Query: We practice in a state that has a separate estate tax exclusion amount (we're "decoupled"). For that reason, we typically create two marital deduction trusts using WealthDocs's formula language: Marital Trust One, and Marital Trust Two. Under WealthDocs, which trust is the "gap" trust? And then how are these things administered?
Response: First of all, understand that if your state allows you to make a separate state QTIP election, then it's not necessary to create two marital trusts. You can fund the Marital Share with an amount necessary to reduce all death taxes to the lowest amount (federal and state), and then make separate QTIP elections on the estate tax returns when the client dies. On the state estate tax return you'll make a full QTIP election; on the federal estate tax return (706) you'll make a partial QTIP election (over only the amount necessary to minimize federal tax).
But if your state does not allow separate QTIP elections, WealthDocs allows you to elect to reduce all death taxes (federal and state) to the lowest possible amount, and then divide the Marital Share into two separate marital QTIP trusts: QTIP One equal to the amount necessary to reduce federal estate taxes to the lowest possible amount, and QTIP Two, a "gap" QTIP trust equal to the balance of the Marital Share. The grantor's trustee will make the QTIP election on both QTIP trusts (the federal QTIP and the "gap" QTIP) on the grantor's 706 and the state death tax return. It takes a little post-mortem finesse to maximize the tax opportunity by having the "gap" QTIP election disregarded (declared void on the 706) when the surviving spouse later dies. (Revenue Procedure 2001-38) (Note that the IRS won't allow the trustee to disregard a "partial" QTIP election. Hence the two separate QTIP trusts.)

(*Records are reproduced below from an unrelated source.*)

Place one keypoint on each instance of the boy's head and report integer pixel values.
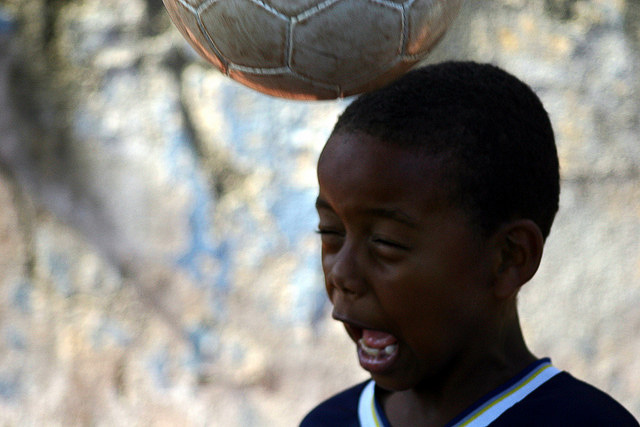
(435, 195)
(489, 129)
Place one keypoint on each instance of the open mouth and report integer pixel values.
(377, 350)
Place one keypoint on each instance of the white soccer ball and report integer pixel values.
(313, 49)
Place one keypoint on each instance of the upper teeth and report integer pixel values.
(375, 351)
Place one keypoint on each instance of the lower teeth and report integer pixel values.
(388, 350)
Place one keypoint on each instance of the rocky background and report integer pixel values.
(158, 264)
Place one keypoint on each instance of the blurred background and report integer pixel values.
(158, 264)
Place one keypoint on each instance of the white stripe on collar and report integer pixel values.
(483, 415)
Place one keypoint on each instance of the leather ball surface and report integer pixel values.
(313, 49)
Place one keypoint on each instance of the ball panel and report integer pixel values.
(428, 21)
(187, 23)
(328, 46)
(292, 7)
(285, 86)
(246, 34)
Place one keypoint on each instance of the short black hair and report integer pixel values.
(490, 129)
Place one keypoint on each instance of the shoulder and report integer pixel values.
(567, 401)
(341, 409)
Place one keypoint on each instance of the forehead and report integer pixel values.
(356, 164)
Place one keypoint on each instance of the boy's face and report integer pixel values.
(406, 273)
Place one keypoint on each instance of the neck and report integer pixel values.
(463, 382)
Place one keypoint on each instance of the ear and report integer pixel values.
(520, 245)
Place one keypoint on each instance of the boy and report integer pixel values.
(436, 195)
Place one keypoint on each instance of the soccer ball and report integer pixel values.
(313, 49)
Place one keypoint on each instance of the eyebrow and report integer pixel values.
(388, 213)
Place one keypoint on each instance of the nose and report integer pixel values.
(343, 270)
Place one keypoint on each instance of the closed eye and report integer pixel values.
(389, 243)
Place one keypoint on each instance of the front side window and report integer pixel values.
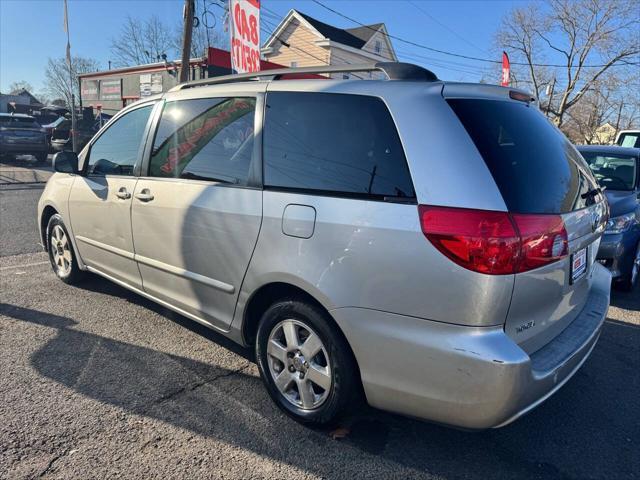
(334, 143)
(614, 171)
(629, 139)
(205, 139)
(116, 151)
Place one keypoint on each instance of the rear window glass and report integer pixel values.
(535, 167)
(616, 172)
(334, 143)
(18, 122)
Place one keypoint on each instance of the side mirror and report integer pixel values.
(65, 162)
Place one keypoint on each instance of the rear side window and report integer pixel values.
(19, 122)
(205, 139)
(535, 167)
(614, 171)
(334, 143)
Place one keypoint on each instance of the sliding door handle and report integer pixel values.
(123, 194)
(144, 195)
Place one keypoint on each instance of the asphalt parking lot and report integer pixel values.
(97, 382)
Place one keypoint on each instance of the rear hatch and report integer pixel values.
(21, 131)
(538, 172)
(61, 132)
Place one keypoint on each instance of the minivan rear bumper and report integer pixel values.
(468, 377)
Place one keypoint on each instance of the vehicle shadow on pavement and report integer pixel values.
(626, 300)
(578, 433)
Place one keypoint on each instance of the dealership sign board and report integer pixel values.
(111, 89)
(89, 90)
(244, 25)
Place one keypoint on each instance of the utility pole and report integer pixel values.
(74, 137)
(550, 93)
(187, 15)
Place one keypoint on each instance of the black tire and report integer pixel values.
(630, 281)
(345, 383)
(61, 254)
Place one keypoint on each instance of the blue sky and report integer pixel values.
(31, 30)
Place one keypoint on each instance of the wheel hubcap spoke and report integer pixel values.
(307, 397)
(291, 335)
(60, 250)
(311, 346)
(320, 376)
(277, 351)
(284, 380)
(298, 361)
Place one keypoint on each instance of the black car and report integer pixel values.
(618, 169)
(22, 135)
(62, 135)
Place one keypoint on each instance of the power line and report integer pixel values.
(451, 30)
(468, 57)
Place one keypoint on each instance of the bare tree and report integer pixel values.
(57, 81)
(581, 33)
(15, 87)
(586, 122)
(142, 41)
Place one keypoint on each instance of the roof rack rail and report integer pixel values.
(393, 71)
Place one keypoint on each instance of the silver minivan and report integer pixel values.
(428, 246)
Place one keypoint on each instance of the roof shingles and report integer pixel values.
(353, 37)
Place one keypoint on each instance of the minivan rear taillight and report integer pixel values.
(495, 243)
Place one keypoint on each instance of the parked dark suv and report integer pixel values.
(618, 169)
(22, 135)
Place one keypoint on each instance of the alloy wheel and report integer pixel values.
(299, 364)
(61, 251)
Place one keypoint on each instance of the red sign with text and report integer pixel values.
(244, 16)
(506, 70)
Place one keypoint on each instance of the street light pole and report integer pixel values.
(187, 14)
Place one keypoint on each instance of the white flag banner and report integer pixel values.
(244, 23)
(66, 30)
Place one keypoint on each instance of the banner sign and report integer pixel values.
(150, 84)
(244, 25)
(111, 89)
(89, 90)
(506, 70)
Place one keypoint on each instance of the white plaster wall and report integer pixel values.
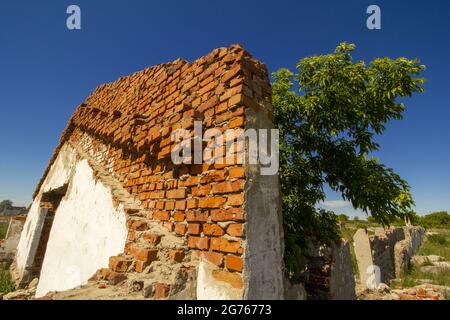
(208, 288)
(86, 231)
(58, 175)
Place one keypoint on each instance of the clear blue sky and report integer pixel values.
(47, 70)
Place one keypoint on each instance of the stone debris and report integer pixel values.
(431, 264)
(420, 292)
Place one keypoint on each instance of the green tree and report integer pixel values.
(328, 114)
(5, 204)
(436, 220)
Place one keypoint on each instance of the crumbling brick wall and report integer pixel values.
(329, 273)
(389, 250)
(126, 126)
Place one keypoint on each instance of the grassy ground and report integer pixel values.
(6, 285)
(433, 245)
(3, 229)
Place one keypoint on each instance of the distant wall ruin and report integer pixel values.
(8, 245)
(385, 254)
(127, 207)
(329, 272)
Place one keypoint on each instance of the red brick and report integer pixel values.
(198, 243)
(162, 290)
(234, 279)
(161, 215)
(235, 230)
(197, 216)
(213, 257)
(180, 229)
(177, 255)
(231, 214)
(153, 238)
(194, 228)
(211, 202)
(139, 225)
(211, 229)
(176, 194)
(179, 216)
(227, 187)
(170, 205)
(119, 264)
(180, 205)
(191, 203)
(140, 266)
(236, 122)
(201, 191)
(233, 263)
(191, 181)
(235, 199)
(236, 172)
(146, 255)
(224, 245)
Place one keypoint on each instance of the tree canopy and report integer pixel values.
(329, 112)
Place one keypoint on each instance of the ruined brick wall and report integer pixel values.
(384, 253)
(8, 245)
(125, 127)
(329, 273)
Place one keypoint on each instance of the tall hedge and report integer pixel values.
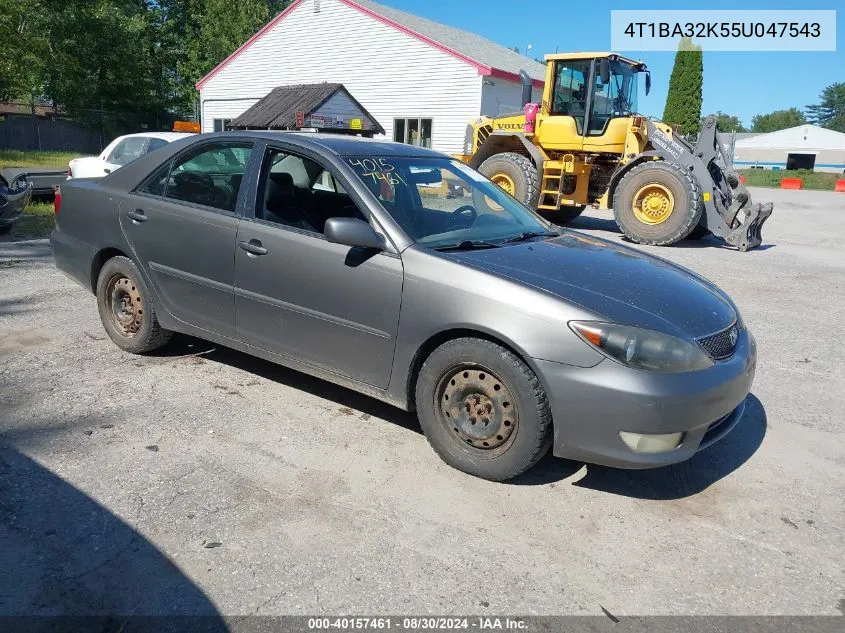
(683, 103)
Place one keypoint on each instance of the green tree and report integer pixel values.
(683, 102)
(777, 120)
(727, 122)
(830, 111)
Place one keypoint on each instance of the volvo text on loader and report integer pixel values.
(585, 144)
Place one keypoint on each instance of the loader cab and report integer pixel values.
(588, 101)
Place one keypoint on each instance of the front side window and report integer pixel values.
(570, 90)
(442, 203)
(210, 176)
(127, 150)
(299, 193)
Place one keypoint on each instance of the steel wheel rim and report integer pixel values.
(126, 306)
(653, 204)
(478, 408)
(504, 182)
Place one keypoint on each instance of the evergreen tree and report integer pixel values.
(683, 103)
(830, 113)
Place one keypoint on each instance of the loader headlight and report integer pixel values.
(642, 349)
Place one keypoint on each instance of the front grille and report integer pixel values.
(722, 344)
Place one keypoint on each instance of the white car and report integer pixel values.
(121, 151)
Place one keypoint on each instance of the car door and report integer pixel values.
(298, 295)
(181, 224)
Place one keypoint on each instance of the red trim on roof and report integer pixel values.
(504, 74)
(248, 43)
(482, 68)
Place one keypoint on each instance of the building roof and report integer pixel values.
(278, 109)
(801, 136)
(725, 137)
(474, 46)
(490, 58)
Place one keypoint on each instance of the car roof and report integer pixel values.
(340, 144)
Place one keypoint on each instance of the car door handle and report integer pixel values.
(137, 216)
(253, 247)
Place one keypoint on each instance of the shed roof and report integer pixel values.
(278, 109)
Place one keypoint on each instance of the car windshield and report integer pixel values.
(443, 203)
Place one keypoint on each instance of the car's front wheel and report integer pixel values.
(126, 308)
(482, 409)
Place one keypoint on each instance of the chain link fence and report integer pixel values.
(36, 127)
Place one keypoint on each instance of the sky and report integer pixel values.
(738, 83)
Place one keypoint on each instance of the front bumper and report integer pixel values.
(590, 406)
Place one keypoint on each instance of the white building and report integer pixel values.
(801, 147)
(423, 81)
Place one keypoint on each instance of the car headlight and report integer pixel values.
(642, 349)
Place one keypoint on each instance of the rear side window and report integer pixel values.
(127, 150)
(155, 184)
(210, 176)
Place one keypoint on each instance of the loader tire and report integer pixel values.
(676, 197)
(564, 215)
(516, 175)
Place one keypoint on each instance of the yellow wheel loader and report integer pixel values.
(585, 144)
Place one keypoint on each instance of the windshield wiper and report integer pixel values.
(467, 245)
(527, 235)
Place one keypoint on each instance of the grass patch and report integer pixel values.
(23, 158)
(36, 221)
(770, 178)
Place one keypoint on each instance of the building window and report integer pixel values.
(412, 131)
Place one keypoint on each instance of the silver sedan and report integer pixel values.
(404, 274)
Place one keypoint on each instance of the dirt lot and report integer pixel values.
(202, 480)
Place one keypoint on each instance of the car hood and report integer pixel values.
(619, 283)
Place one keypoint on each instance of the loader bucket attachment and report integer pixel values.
(747, 235)
(729, 212)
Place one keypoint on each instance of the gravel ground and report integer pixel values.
(202, 480)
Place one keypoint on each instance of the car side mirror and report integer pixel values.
(353, 232)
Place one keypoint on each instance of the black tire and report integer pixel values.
(517, 408)
(683, 217)
(521, 171)
(126, 309)
(564, 215)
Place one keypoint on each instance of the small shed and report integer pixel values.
(326, 107)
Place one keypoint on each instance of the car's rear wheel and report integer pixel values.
(482, 409)
(126, 308)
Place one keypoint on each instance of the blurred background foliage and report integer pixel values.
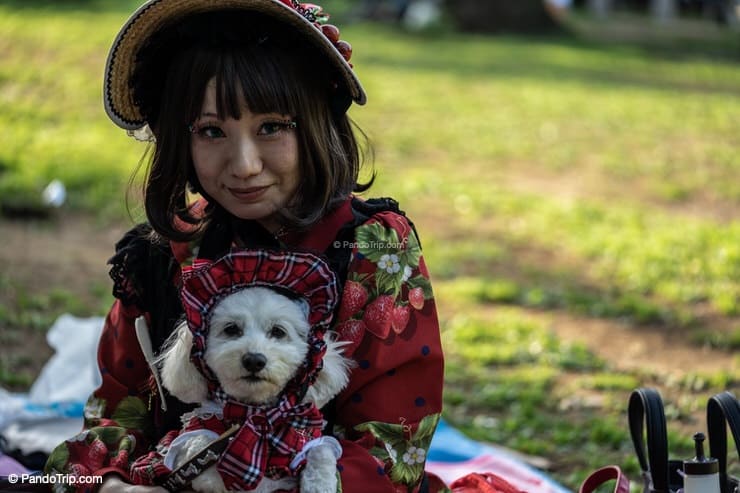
(574, 183)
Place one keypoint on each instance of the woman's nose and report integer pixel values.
(246, 160)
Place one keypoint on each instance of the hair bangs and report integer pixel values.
(251, 77)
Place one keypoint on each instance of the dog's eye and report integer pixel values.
(277, 332)
(232, 330)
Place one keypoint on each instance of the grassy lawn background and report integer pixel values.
(550, 178)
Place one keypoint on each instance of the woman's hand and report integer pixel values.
(114, 484)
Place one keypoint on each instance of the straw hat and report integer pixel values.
(153, 15)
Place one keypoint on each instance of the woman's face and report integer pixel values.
(249, 166)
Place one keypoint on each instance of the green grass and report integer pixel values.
(548, 177)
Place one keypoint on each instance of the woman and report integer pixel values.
(245, 102)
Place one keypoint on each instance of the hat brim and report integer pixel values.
(156, 14)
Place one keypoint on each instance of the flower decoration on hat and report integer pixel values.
(316, 15)
(302, 275)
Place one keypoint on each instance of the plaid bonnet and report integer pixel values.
(297, 274)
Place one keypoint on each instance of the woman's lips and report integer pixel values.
(250, 194)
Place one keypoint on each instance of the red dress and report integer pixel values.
(386, 416)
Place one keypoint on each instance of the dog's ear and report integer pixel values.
(179, 374)
(334, 375)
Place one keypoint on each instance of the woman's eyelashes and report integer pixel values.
(209, 131)
(275, 127)
(270, 128)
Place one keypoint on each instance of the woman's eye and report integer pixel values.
(232, 330)
(211, 132)
(271, 128)
(208, 132)
(277, 332)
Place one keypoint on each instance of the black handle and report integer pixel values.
(723, 409)
(646, 408)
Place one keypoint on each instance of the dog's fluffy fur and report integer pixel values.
(249, 328)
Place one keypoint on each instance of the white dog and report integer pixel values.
(257, 340)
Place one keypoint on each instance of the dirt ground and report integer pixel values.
(70, 251)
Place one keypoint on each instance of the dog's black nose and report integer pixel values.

Here's how the division is made:
First, the trust divides the estate into a marital share and a non-marital share. The marital share is created by first reducing ALL estate taxes (federal and state). The marital share is then further divided into two separate QTIP trusts.
QTIP One holds the amount necessary to minimize the federal estate tax. In computing its fractional formula, the numerator is "the minimum value...sufficient to reduce the federal estate tax to the lowest possible amount." QTIP Two thus becomes the "gap" trust; it holds the rest of the marital share.
Consider the following hypothetical:
Tom Client's gross estate = $10,000,000. His wife, Cindy, survives him, and Tom's trust contains a fractional marital "two-QTIP" formula. Tom dies while a resident of a state that has a $1,000,000 estate tax exemption.
- The marital share is first computed to hold $9,000,000. (The minimum amount necessary to reduce ALL death taxes to the lowest possible amount.)
- The nonmarital share holds the balance, or $1,000,000.
The marital share ($9,000,000) is then further divided:
- QTIP One is computed to hold $8,000,000. (The minimum amount necessary to reduce FEDERAL death taxes to the lowest possible amount.)
- QTIP Two is computed to hold $1,000,000. (The balance of the marital share, or the state "gap" trust.)
If Tom's state allows separate QTIP elections, Tom's trustee elects QTIP treatment on QTIP One only for the 706, because that's all that is needed to minimize federal estate taxes. Tom's trustee elects QTIP treatment on both QTIP One and QTIP Two on the state estate tax return, because both are needed to minimize the state death tax.
If Tom's state does NOT allow separate QTIP elections (like New York or Minnesota), then Tom's trustee must take the QTIP election on both QTIP trusts One and Two. But when Cindy later dies, Cindy's trustee relies on Rev. Proc. 2001-38 to disregard the QTIP election on QTIP Two, because it was not needed for federal estate tax purposes.